As more and more pressure is placed on schools and students to raise their standardized test scores, the perceived value of physical education classes and recess is decreasing. How necessary is recess? Does it add value to the development of the whole child? We have watched the trend swing from having recess twice a day, in addition to a physical education class, to perhaps once a day with a physical education class optional in many schools across the United States. However, studies have shown that minimizing or eliminating recess can negatively affect academic achievement, as growing evidence not only links recess to improved physical health and social skills, but also cognitive development.
According to the American Academy of Pediatrics (AAP), recess is a necessary break from the rigorous demands of school. In their policy statement “The Crucial Role of Recess in Schools” published in 2013, they state “safe and properly supervised recess offers children cognitive, physical, emotional and social benefits. It should be used as a complement to physical education classes, not a substitute, and whether it’s spent indoors or outdoors, recess should provide free, unstructured play or activity.” They also recommend that recess should never be withheld as a punishment as it can provide opportunities for growth that students may not be exposed to in the academic environment.
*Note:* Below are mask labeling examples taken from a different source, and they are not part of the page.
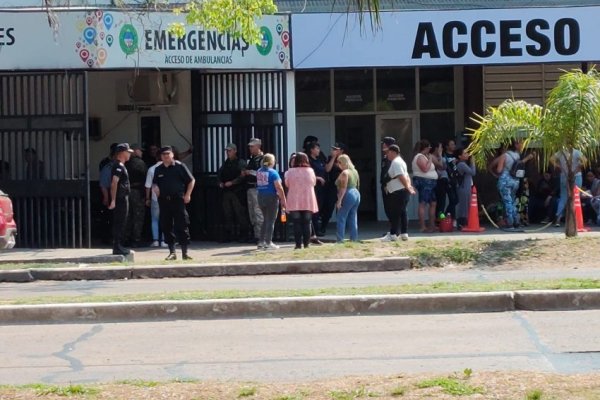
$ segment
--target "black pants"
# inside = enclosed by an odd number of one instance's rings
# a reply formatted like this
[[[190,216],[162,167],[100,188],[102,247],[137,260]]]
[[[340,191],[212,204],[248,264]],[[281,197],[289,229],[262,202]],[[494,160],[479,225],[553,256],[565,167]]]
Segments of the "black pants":
[[[448,196],[448,207],[446,206],[446,196]],[[435,215],[439,217],[441,213],[456,215],[456,205],[458,204],[458,191],[455,182],[450,182],[448,178],[438,179],[435,187],[436,207]]]
[[[190,243],[190,231],[188,225],[190,217],[185,209],[183,197],[180,196],[160,196],[158,198],[160,208],[160,228],[165,236],[165,243],[169,245],[169,250],[175,250],[175,238],[182,248]]]
[[[125,230],[127,229],[127,215],[129,214],[129,197],[117,197],[113,210],[113,249],[118,250],[123,246]]]
[[[388,194],[387,197],[390,207],[390,234],[407,233],[408,215],[406,213],[406,206],[408,206],[410,193],[406,189],[401,189]],[[400,227],[400,232],[398,232],[398,227]]]
[[[226,239],[246,234],[250,223],[248,212],[242,205],[241,194],[233,190],[223,191],[223,219],[225,222]],[[237,228],[237,229],[236,229]]]
[[[384,189],[381,189],[381,199],[383,200],[383,211],[385,212],[385,217],[388,221],[391,221],[390,218],[390,195],[386,193]]]
[[[323,194],[323,208],[319,211],[321,216],[321,232],[325,232],[327,229],[327,225],[329,224],[329,220],[333,215],[333,211],[335,210],[335,203],[337,202],[337,187],[332,184],[327,184],[324,187]]]
[[[325,187],[321,186],[318,182],[317,186],[315,186],[315,197],[317,198],[317,206],[319,207],[319,211],[312,215],[313,229],[316,234],[317,232],[320,232],[322,228],[321,225],[323,222],[321,221],[320,210],[323,209],[323,204],[325,203]]]
[[[146,218],[146,194],[143,190],[132,189],[129,194],[129,214],[127,222],[127,240],[132,243],[142,241],[144,219]]]
[[[304,244],[308,247],[310,242],[310,224],[313,213],[310,211],[290,211],[290,218],[294,223],[294,241],[296,247]]]

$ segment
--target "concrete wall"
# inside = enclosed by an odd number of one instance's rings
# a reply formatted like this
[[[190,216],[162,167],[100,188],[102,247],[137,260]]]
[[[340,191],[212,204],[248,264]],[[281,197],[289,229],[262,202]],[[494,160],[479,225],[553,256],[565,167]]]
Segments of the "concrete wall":
[[[163,144],[176,146],[181,151],[190,147],[184,139],[192,142],[190,72],[173,71],[177,80],[176,104],[153,107],[151,111],[117,111],[117,105],[126,97],[127,89],[123,83],[133,79],[135,73],[134,70],[99,71],[88,75],[89,116],[101,120],[101,139],[90,140],[92,180],[98,179],[98,163],[108,154],[111,143],[141,143],[140,118],[143,116],[160,116]],[[191,156],[183,161],[191,167]]]

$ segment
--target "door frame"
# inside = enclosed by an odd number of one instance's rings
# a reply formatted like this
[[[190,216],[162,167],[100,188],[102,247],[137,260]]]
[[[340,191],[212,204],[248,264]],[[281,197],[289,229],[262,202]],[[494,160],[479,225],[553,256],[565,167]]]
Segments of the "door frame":
[[[302,141],[304,140],[305,134],[300,135],[298,126],[300,125],[299,121],[325,121],[329,123],[329,144],[330,146],[335,143],[335,117],[333,115],[298,115],[296,116],[296,151],[302,149]],[[317,136],[319,138],[319,142],[321,144],[327,143],[323,140],[322,135],[317,132]],[[328,147],[321,147],[321,151],[326,155],[329,154]]]
[[[412,120],[412,143],[411,149],[414,147],[415,143],[420,139],[420,126],[419,126],[419,113],[416,111],[406,111],[406,112],[397,112],[393,114],[378,114],[375,116],[375,160],[377,163],[377,183],[380,182],[381,176],[381,122],[385,120],[394,120],[394,119],[411,119]],[[411,160],[404,160],[408,166],[408,170],[410,171]],[[411,198],[414,196],[411,196]],[[414,206],[413,201],[409,203],[408,206],[408,215],[409,218],[414,217],[416,215],[416,207]],[[385,216],[385,212],[383,209],[383,198],[381,196],[381,190],[377,189],[377,220],[378,221],[386,221],[387,218]]]

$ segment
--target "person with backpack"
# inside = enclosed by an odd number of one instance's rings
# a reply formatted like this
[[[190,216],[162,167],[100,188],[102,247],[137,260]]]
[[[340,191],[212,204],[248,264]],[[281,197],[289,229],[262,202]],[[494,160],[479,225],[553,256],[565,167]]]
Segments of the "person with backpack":
[[[468,222],[469,206],[471,205],[471,186],[473,186],[473,177],[477,173],[477,169],[471,155],[465,149],[456,150],[454,156],[458,161],[456,169],[459,175],[457,179],[457,229],[461,230]]]
[[[442,213],[452,216],[456,214],[458,170],[456,168],[457,160],[454,157],[455,151],[456,142],[450,139],[444,143],[444,150],[439,157],[443,167],[438,169],[439,179],[436,188],[436,214],[438,216]],[[448,197],[447,206],[446,197]]]
[[[500,174],[497,188],[504,205],[507,228],[518,228],[520,225],[519,212],[515,207],[517,190],[520,180],[525,177],[525,164],[535,157],[535,153],[531,153],[521,159],[522,150],[523,142],[514,140],[496,165],[496,172]]]

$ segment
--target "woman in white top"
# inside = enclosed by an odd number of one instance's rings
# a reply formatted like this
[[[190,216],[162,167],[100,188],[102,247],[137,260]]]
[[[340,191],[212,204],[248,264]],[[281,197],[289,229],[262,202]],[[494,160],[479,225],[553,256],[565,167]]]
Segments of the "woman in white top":
[[[419,223],[421,232],[435,232],[435,187],[438,174],[436,165],[441,161],[431,152],[431,144],[428,140],[421,140],[415,148],[418,153],[412,161],[413,184],[419,193]],[[429,207],[429,227],[425,226],[425,208]]]

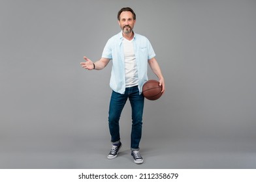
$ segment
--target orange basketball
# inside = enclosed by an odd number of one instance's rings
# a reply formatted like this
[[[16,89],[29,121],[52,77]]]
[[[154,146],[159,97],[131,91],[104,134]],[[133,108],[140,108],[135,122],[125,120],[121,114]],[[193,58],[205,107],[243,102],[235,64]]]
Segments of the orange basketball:
[[[144,96],[149,100],[156,100],[162,96],[162,86],[156,80],[149,80],[144,83],[142,87]]]

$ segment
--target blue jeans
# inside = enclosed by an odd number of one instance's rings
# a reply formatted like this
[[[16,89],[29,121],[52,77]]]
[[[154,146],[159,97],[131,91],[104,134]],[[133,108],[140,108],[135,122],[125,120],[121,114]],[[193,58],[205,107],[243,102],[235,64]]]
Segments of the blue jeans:
[[[139,95],[138,86],[126,88],[124,94],[112,91],[108,112],[111,142],[115,142],[120,140],[119,120],[127,98],[130,101],[132,111],[131,148],[138,150],[142,136],[144,98],[142,94]]]

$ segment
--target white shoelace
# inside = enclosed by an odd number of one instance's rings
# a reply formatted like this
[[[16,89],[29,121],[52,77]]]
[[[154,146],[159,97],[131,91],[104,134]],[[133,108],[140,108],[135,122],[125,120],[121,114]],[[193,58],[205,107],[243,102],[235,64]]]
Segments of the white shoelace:
[[[142,159],[140,154],[138,153],[138,151],[133,151],[133,155],[135,156],[135,159]]]
[[[112,149],[111,149],[110,152],[109,153],[109,154],[111,154],[111,155],[115,155],[115,154],[116,154],[116,151],[117,151],[117,150],[118,150],[118,146],[112,146]]]

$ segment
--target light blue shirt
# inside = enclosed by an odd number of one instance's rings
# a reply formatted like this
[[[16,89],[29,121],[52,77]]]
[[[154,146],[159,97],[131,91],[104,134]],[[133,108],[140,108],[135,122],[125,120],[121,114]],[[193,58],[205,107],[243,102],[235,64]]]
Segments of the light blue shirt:
[[[110,38],[106,44],[102,57],[112,59],[110,88],[120,94],[125,91],[125,68],[123,53],[122,31]],[[148,60],[155,57],[155,54],[148,39],[135,33],[133,49],[138,69],[138,87],[141,94],[142,86],[148,81]]]

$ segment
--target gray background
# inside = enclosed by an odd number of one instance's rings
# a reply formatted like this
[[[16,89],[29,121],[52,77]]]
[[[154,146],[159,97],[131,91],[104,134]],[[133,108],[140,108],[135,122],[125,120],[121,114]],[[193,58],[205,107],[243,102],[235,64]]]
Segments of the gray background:
[[[82,69],[131,6],[166,94],[146,100],[142,165],[108,160],[111,63]],[[0,1],[0,168],[255,168],[256,1]],[[149,70],[150,79],[157,79]]]

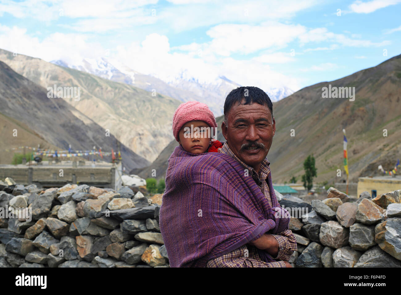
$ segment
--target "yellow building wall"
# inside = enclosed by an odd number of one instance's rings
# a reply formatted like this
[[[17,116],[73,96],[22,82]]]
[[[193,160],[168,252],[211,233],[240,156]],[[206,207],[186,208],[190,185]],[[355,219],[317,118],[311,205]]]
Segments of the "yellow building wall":
[[[372,190],[375,189],[376,195],[401,189],[401,180],[395,179],[378,179],[374,178],[360,177],[357,189],[358,197],[364,191],[368,191],[371,195]]]

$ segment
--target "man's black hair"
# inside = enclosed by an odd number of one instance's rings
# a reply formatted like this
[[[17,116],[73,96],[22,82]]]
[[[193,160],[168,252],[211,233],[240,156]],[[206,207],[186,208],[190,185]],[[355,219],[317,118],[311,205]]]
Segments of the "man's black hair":
[[[246,95],[247,94],[247,96]],[[259,88],[253,86],[238,87],[233,89],[228,94],[224,102],[224,122],[227,124],[227,116],[234,104],[239,105],[243,100],[245,100],[244,104],[256,103],[265,106],[267,105],[273,116],[273,104],[269,96]]]

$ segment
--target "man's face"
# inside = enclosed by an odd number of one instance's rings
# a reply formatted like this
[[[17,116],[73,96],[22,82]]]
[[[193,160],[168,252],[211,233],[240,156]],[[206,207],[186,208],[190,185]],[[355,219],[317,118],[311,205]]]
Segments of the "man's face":
[[[241,161],[259,172],[269,153],[275,132],[275,121],[267,105],[236,104],[227,114],[226,125],[221,124],[229,146]]]
[[[195,129],[192,134],[190,131],[191,125],[193,126],[192,129]],[[197,130],[196,127],[199,128],[198,132],[195,132]],[[178,142],[184,149],[189,153],[202,154],[206,153],[209,147],[211,134],[210,127],[206,122],[199,120],[190,121],[184,124],[180,130]]]

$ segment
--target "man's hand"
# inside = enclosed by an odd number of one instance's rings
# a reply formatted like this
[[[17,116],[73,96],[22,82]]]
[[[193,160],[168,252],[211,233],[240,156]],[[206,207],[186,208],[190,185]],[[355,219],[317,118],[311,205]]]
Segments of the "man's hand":
[[[286,264],[286,267],[292,267],[291,266],[291,264],[290,264],[290,263],[289,263],[287,261],[284,261],[284,263]]]
[[[258,249],[265,250],[273,257],[278,254],[278,243],[274,237],[269,234],[264,234],[262,236],[249,242]]]

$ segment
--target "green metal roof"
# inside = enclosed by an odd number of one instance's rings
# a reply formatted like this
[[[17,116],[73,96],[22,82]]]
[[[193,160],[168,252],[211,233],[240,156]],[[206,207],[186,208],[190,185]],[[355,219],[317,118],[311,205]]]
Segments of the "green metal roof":
[[[282,195],[286,193],[298,193],[298,191],[288,185],[273,186],[273,188]]]

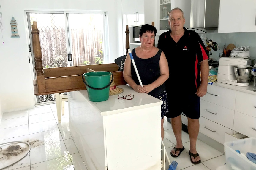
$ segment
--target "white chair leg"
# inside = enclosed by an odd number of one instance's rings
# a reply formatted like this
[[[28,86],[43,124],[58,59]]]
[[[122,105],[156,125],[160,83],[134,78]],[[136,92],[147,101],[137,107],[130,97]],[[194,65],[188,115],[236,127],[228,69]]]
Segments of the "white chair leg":
[[[58,122],[59,123],[61,123],[61,102],[59,94],[57,93],[55,94],[55,98],[56,101],[56,107],[57,111],[57,116],[58,118]]]
[[[62,116],[64,115],[64,110],[65,110],[65,101],[61,102],[61,113],[62,113]]]

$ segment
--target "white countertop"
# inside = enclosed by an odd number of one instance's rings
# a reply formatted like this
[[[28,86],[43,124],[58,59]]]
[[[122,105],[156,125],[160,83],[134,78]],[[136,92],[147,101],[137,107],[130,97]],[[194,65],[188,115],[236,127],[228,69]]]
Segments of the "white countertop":
[[[80,93],[86,100],[100,112],[102,116],[107,116],[129,111],[147,108],[162,104],[162,101],[146,93],[135,92],[127,85],[118,86],[124,89],[124,92],[119,94],[125,96],[133,93],[134,97],[132,100],[118,99],[118,95],[110,96],[105,101],[99,102],[90,101],[86,90],[78,91]],[[256,93],[256,92],[255,92]]]
[[[221,83],[217,81],[214,82],[212,85],[226,88],[254,95],[256,95],[256,91],[254,91],[254,90],[255,90],[256,89],[253,89],[253,81],[249,83],[249,85],[248,86],[237,86],[225,83]]]

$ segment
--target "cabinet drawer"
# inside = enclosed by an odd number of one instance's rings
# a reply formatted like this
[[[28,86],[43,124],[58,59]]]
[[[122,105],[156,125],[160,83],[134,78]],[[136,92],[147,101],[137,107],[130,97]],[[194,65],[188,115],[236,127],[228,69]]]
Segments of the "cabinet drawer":
[[[235,111],[234,130],[251,137],[256,137],[256,118]]]
[[[208,84],[207,93],[201,99],[235,110],[236,90]]]
[[[199,132],[222,144],[224,143],[225,133],[230,134],[232,133],[232,131],[231,129],[201,116],[199,118]]]
[[[237,92],[235,110],[256,117],[256,95]]]
[[[200,101],[200,116],[231,129],[233,129],[234,111],[203,100]]]

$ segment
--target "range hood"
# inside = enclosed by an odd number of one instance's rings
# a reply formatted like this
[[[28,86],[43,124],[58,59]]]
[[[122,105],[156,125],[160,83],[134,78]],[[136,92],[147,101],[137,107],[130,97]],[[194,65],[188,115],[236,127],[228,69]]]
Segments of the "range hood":
[[[191,0],[190,27],[188,28],[217,33],[219,4],[220,0]]]

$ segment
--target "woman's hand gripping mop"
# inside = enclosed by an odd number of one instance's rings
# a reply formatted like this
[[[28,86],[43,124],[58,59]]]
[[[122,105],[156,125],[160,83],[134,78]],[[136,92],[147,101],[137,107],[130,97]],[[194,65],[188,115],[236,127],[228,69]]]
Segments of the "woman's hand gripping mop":
[[[128,49],[128,52],[129,53],[129,55],[130,55],[130,57],[131,57],[131,59],[132,60],[132,64],[133,65],[133,67],[134,67],[134,69],[135,70],[135,72],[136,72],[136,74],[137,75],[137,77],[138,77],[138,79],[139,80],[139,82],[140,82],[140,85],[141,87],[143,87],[143,85],[142,85],[142,83],[141,82],[141,80],[140,80],[140,75],[139,75],[139,73],[138,72],[138,70],[137,69],[137,67],[136,67],[136,65],[135,65],[135,63],[134,62],[134,60],[133,59],[133,56],[132,56],[132,52],[131,51],[131,50]],[[162,142],[162,144],[164,145],[164,143],[163,142],[163,140],[161,138],[161,141]],[[168,161],[168,163],[169,164],[169,168],[168,170],[175,170],[177,166],[177,165],[178,163],[173,161],[172,163],[171,164],[171,162],[170,161],[170,160],[169,159],[169,158],[168,157],[168,155],[167,153],[166,152],[166,150],[165,150],[165,155],[166,156],[166,158]]]

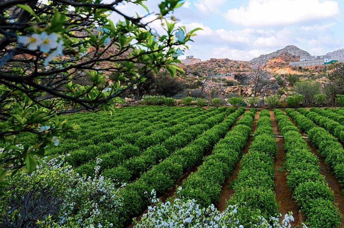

Every school district across America is now required to have a written Wellness Policy in which they describe the cafeteria food and snack options given to the students, as well as physical education requirements and recess opportunities. These are usually posted on the school district or school board websites and are easy reads. Take a few minutes to read through the Wellness Policy for your child’s school. Then ask your child about their recess and P.E. classes. With obesity rates in America soaring to new heights, I was a little concerned to learn my child’s PE time was used to explain the school fundraiser – a cookie dough sale. After learning more about your child’s physical activity during the school day and considering the recommendations of the AAP, let your school administration know you support their continuing efforts to include physical education and recess as part of your child’s daily routine.